La tension monte dans le paysage politique ivoirien. Le 9 août 2025, Moïse Lida Kouassi, ministre d’État, et Boubacar Koné, ambassadeur, tous deux hauts responsables du Parti des Peuples Africains – Côte d’Ivoire (PPA-CI), ont été arrêtés et placés en garde à vue. Une mesure qui provoque l’indignation et l’inquiétude dans les rangs de l’opposition.

Un cri d’alarme depuis le siège du parti
Le 10 août, au siège du PPA-CI, Dano Djédjé, président exécutif, et Justin Katinan Koné, président du Conseil stratégique et politique, ont tenu une conférence de presse pour dénoncer ce qu’ils qualifient de « harcèlement judiciaire et politique » orchestré par le pouvoir en place.
« Ces arrestations s’inscrivent dans une opération d’intimidation visant à réduire au silence nos cadres et nos militants », a déclaré M. Djédjé, visiblement préoccupé.

Un contexte de forte mobilisation
La veille, le parti avait organisé à Yopougon une manifestation pour protester contre ce qu’il considère comme une « répression systématique ».
Les responsables, plusieurs militants ont récemment été enlevés ou longuement interrogés par les forces de sécurité.
« Ces actes constituent une violation grave de la Constitution et des droits fondamentaux », a martelé le président exécutif, exigeant la libération immédiate des cadres arrêtés et de tous les prisonniers d’opinion.

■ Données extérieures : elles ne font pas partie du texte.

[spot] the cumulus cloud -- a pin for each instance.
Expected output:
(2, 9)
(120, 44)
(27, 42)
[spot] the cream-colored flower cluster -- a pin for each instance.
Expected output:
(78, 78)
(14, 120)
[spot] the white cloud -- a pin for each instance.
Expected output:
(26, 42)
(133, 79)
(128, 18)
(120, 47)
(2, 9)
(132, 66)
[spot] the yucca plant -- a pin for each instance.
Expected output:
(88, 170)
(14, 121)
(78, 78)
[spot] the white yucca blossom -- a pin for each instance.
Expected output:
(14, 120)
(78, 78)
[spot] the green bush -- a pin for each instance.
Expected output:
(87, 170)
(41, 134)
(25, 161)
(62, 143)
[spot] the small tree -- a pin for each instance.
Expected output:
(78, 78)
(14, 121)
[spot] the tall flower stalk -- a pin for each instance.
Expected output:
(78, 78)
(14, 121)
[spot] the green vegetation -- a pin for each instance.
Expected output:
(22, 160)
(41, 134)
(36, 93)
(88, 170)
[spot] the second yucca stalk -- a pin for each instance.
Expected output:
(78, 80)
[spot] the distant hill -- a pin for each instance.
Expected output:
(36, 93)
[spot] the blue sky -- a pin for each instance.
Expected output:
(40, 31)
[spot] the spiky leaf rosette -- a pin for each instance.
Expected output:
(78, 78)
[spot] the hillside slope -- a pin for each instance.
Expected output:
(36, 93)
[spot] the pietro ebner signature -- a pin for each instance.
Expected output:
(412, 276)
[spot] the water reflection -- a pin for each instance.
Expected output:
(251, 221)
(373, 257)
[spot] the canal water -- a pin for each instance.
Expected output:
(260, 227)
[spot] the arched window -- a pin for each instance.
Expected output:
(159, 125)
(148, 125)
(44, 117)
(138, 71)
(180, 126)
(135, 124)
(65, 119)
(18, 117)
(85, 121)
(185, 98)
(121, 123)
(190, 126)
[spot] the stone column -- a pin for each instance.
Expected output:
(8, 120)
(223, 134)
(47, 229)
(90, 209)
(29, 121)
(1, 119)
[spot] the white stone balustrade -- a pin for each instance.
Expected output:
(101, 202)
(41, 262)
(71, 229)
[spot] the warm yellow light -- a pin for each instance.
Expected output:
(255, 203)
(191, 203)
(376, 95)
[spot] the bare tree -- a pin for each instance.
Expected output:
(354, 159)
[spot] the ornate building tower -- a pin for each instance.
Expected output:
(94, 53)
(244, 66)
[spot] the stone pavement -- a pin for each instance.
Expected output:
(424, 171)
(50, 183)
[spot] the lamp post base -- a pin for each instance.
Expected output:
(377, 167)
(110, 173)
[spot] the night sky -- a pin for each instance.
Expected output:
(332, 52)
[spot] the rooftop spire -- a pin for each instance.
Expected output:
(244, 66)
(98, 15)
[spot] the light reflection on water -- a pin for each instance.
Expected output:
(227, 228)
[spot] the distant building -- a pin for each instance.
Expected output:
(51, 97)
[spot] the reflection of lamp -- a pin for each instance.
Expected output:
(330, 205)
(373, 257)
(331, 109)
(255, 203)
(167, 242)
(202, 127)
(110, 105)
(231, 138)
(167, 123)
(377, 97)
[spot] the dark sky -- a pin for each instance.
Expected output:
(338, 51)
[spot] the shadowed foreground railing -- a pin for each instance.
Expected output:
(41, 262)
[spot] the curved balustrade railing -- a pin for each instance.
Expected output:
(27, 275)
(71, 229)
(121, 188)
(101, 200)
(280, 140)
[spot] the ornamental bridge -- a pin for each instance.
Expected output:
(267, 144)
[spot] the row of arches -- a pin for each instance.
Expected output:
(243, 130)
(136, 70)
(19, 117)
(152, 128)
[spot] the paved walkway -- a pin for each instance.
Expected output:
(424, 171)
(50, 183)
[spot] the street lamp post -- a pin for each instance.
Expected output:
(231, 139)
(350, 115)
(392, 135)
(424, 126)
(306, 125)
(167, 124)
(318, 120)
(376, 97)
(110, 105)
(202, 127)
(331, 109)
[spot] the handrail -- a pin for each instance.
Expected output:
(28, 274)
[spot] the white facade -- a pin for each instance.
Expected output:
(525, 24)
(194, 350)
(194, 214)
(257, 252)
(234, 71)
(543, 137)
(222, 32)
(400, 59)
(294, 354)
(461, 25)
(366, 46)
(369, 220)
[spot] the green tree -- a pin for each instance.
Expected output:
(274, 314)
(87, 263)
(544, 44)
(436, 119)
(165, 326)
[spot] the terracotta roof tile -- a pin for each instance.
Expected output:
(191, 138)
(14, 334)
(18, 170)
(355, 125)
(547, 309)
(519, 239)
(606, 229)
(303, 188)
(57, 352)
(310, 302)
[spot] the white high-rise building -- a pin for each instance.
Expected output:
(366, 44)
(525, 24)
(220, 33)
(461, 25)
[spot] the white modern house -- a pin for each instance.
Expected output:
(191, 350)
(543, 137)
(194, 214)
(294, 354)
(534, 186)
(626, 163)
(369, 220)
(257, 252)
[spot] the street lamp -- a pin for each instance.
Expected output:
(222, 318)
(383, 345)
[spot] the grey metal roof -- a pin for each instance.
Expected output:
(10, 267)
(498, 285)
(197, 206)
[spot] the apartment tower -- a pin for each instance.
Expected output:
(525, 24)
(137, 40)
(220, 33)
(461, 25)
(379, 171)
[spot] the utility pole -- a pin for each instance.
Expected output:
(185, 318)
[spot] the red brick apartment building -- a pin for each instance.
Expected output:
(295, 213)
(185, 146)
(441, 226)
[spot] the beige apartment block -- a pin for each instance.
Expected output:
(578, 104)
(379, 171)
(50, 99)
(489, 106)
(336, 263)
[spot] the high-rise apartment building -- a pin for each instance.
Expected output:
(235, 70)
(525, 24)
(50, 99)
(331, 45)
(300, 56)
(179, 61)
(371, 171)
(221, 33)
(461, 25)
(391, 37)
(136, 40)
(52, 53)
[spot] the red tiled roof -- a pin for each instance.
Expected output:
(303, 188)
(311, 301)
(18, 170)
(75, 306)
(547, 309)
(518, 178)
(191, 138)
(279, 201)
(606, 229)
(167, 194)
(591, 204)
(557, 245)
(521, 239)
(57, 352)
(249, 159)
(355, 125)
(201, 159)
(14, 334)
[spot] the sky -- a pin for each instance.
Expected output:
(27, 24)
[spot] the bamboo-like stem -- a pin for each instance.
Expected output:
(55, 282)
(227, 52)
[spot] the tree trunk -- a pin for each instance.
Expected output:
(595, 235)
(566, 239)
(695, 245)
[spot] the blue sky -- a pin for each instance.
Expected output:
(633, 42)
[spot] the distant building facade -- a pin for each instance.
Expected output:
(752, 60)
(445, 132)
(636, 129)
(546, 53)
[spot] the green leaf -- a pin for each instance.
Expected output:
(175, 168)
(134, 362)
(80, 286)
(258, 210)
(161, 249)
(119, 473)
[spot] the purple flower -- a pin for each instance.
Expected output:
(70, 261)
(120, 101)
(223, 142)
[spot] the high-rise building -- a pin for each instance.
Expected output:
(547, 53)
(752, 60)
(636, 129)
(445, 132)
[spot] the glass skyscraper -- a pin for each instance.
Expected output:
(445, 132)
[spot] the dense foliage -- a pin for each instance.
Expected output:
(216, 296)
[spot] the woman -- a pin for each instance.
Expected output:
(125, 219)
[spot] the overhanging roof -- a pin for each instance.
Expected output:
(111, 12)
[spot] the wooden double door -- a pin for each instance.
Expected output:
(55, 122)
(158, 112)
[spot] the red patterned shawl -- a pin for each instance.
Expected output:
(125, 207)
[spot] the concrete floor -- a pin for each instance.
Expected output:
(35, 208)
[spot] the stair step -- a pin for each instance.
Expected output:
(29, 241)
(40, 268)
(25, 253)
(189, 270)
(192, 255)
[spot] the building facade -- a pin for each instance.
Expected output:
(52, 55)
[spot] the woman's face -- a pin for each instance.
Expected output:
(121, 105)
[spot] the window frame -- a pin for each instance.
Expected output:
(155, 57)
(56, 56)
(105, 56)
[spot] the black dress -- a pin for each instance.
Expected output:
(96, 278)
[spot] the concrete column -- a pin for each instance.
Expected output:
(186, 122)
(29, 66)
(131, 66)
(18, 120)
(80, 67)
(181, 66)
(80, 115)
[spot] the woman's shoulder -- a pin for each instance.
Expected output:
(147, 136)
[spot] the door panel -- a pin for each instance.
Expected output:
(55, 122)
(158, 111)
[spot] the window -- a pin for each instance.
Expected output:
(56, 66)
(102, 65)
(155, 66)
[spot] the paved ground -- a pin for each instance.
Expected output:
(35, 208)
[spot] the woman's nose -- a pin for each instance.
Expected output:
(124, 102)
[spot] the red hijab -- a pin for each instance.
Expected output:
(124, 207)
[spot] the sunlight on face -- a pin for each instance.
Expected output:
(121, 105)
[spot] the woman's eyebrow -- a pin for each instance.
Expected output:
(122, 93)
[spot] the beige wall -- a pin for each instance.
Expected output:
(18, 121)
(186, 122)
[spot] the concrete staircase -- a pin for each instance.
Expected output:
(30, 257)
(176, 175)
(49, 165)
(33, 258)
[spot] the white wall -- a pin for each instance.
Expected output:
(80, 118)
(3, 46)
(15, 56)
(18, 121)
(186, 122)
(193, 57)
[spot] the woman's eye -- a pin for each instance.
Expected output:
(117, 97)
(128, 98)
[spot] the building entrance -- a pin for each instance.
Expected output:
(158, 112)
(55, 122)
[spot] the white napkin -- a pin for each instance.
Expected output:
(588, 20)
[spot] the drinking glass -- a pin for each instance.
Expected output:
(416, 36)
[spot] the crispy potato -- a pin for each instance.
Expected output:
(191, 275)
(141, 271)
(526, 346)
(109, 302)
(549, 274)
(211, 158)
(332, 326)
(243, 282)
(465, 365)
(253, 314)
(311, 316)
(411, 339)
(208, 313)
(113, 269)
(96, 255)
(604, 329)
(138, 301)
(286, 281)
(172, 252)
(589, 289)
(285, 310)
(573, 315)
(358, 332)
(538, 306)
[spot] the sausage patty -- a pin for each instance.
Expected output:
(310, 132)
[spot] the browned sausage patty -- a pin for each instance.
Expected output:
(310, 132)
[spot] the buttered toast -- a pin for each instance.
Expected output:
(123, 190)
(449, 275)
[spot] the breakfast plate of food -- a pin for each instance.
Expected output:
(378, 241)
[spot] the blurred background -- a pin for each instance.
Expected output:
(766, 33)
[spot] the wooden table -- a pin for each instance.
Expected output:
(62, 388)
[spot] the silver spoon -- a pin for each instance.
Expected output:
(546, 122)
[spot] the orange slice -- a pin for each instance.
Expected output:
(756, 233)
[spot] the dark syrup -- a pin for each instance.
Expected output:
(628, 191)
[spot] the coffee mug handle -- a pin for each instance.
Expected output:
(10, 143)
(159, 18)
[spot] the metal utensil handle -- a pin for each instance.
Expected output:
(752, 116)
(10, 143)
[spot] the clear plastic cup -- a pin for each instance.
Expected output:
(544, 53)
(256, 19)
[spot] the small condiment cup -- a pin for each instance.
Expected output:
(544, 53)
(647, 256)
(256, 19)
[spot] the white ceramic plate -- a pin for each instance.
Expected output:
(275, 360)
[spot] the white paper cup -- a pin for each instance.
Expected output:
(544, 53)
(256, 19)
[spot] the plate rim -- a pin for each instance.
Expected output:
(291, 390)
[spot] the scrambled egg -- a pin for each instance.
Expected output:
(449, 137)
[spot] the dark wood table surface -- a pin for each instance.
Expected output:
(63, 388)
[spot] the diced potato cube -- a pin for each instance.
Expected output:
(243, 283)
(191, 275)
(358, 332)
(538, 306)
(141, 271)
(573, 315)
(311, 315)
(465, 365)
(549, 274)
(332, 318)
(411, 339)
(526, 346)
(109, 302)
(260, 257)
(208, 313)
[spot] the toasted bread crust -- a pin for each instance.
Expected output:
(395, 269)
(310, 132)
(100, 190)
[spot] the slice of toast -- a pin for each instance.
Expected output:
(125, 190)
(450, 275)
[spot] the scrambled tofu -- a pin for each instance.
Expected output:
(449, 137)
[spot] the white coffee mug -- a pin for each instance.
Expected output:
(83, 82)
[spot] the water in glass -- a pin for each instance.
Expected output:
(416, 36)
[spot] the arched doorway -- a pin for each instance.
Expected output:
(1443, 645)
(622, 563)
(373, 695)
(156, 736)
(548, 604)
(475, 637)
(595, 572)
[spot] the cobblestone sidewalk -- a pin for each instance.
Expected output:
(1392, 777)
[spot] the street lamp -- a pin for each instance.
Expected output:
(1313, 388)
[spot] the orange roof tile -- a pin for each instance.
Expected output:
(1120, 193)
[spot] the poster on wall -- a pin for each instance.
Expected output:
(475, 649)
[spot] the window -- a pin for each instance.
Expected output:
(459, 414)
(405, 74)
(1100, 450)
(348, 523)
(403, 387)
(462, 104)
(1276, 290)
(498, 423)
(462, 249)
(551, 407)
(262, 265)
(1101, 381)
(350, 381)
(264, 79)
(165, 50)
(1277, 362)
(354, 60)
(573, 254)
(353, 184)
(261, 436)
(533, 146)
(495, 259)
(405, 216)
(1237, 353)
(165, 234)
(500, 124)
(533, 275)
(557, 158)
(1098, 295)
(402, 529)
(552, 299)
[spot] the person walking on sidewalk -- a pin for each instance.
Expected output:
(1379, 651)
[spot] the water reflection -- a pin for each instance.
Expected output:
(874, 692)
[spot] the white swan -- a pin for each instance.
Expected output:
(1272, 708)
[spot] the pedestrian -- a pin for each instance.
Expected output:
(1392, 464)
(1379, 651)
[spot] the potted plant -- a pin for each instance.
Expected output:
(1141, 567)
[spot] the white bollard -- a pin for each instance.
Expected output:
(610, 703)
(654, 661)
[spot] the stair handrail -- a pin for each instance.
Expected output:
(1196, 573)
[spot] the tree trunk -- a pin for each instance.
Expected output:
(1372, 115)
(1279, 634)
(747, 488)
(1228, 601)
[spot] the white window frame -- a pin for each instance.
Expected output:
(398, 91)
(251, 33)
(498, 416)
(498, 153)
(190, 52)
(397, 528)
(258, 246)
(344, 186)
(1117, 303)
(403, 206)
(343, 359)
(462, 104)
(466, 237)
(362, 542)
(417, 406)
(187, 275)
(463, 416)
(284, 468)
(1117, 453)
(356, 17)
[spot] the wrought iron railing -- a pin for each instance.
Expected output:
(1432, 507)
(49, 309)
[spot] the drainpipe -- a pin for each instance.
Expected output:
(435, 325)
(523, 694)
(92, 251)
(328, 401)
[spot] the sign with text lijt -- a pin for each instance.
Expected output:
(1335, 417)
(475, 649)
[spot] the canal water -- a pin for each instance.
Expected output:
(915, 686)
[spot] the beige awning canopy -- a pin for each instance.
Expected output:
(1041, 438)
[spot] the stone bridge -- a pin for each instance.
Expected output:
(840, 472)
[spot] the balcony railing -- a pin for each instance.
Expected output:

Une arrière-pensée politique pointée du doigt
Pour le PPA-CI, ces arrestations ne sont pas fortuites. Le parti estime qu’elles visent à étouffer la contestation contre la candidature du président Alassane Ouattara à un quatrième mandat, que l’opposition juge anticonstitutionnelle.
« Tout est mis en œuvre pour empêcher un débat démocratique serein sur l’avenir du pays », a accusé Justin Katinan Koné, appelant les militants à « rester mobilisés et déterminés ».
Un appel au dialogue national
Malgré la tension, le PPA-CI réitère sa volonté de privilégier la voie du dialogue. Les responsables affirment avoir déjà adressé deux courriers au gouvernement pour réclamer l’ouverture de discussions en vue d’organiser des élections « transparentes, inclusives et apaisées ».
« La paix sociale et la stabilité de notre nation sont à ce prix », a conclu Dano Djédjé, insistant sur l’importance d’une concertation nationale pour éviter l’escalade politique.
Dans un climat où la défiance entre pouvoir et opposition atteint un niveau critique, l’affaire Lida et Koné pourrait bien être un nouvel épisode d’un bras de fer politique qui s’annonce décisif à l’approche des échéances électorales.